Talya wrote:
Bottlenose Dolphins and most larger species of cetaceans pass our "self-awareness" tests, and often test much higher than "higher primates" on human-intelligence tests (which, of course, are poor tests for self-awareness because they test things that humans concern themselves with, and may mean nothing to an different species, even if it is self aware.) Other creatures that score very high are magpies and elephants.
Dogs, Cats, and Parrots are fairly high on the animal-intelligence list, but do not pass self-awareness tests.
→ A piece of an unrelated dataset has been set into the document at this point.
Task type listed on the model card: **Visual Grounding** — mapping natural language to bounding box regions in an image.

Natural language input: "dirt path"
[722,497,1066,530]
To be completely honest, I'm not sure a feral
human would necessarily pass those tests, either. It's such a rare occurrence that it's hard to get any statistically meaningful data. The meta-conversation here is that thought, emotion, and language are inextricably intertwined to the point that we often don't even realize it. In a very real sense, we
are language, and there is no way to "translate" this to/from a creature that doesn't possess that. Even statements like "the bear is angry" probably says more about us than it does about the bear.
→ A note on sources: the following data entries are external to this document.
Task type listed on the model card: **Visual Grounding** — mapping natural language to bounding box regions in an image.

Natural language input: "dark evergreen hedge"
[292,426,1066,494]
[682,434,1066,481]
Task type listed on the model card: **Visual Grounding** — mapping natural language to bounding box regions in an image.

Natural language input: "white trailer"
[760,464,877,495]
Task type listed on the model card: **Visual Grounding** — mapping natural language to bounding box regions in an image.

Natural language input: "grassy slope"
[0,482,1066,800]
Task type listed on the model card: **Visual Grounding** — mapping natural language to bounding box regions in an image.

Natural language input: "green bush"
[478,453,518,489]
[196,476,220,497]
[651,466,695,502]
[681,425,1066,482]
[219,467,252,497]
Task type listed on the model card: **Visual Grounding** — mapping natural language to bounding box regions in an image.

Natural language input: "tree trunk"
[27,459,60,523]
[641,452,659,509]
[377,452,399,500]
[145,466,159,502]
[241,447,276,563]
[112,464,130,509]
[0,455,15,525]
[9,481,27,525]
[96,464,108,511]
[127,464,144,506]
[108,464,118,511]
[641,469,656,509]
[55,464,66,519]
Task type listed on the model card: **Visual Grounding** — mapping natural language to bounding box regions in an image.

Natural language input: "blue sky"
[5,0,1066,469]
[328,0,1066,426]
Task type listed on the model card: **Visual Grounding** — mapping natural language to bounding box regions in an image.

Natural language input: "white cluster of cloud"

That isn't to say that animals don't experience
anything like human emotion, RD. I believe that a deer, for instance, experiences a physiological fear reaction which is quite similar to our own. However, while a deer can experience fear, it cannot "fear for its life".
Lex Luthor wrote:
Lenas wrote:
Lex Luthor wrote:
Who the hell cares? They're stupid penguins. They'd forget about eachother's existence 10 minutes after being separated.
Way to be ignorant? Some penguins mate for life and have longer attention spans than you do.
Even if they mate for life I bet they would forget about eachother quickly after being separated.
Lex may or may not be speaking from ignorance, but what little evidence we have on the subject suggests that he's right either way. This is pretty much exactly what happened with the (in)famous Silo and Roy. Somehow, I'm not expecting "And Tango Makes Three" to be getting an epilogue about that any time soon.